The government's track record on IT projects is questionable to say the least;  they're way overdue and vastly more expensive than original projections.  Has one of them ever come in on time and on cost?
Restricted access: not everyone has broadband or even a computer.
Privacy issues - not only from data theft but the government itself.

Consider this:

"A unique identifier will allow citizens to apply for a place for their child at school, book a doctor’s appointment, claim benefits, get a new passport, pay council tax or register a car from their computer at home...the secure site will be expanded to allow people to interact with their children’s teachers or ask medical advice from their doctor through a government version of Facebook."

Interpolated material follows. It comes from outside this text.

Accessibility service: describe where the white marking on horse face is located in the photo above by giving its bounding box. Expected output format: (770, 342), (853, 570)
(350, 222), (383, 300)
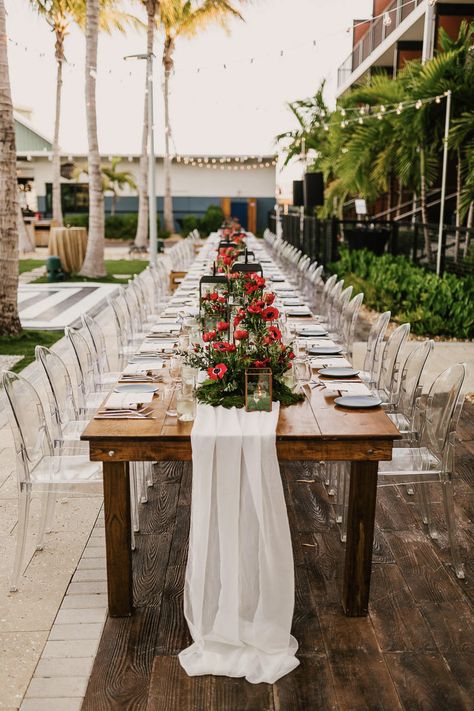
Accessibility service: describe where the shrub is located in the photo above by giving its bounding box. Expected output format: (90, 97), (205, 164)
(330, 249), (474, 338)
(64, 212), (165, 240)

A unique identifier, your ISP logged, every movement between government departments tracked and collated.  In theory some government jobsworth in a windowless office in Whitehall could have a red alert when you sneeze.

Tim Berners-Lee, Martha Lane-Fox and the Conservatives are on board.

Like the:
Regulation of Investigatory Powers Act 2000
Anti-terrorism Crime & Security Act 2001
Civil Contingencies Act 2004
Prevention of Terrorism Act 2005
Coroners & Justice Act 2009
in the hands of less than benign government the effects of this proposal could be draconian and have hidden consequences.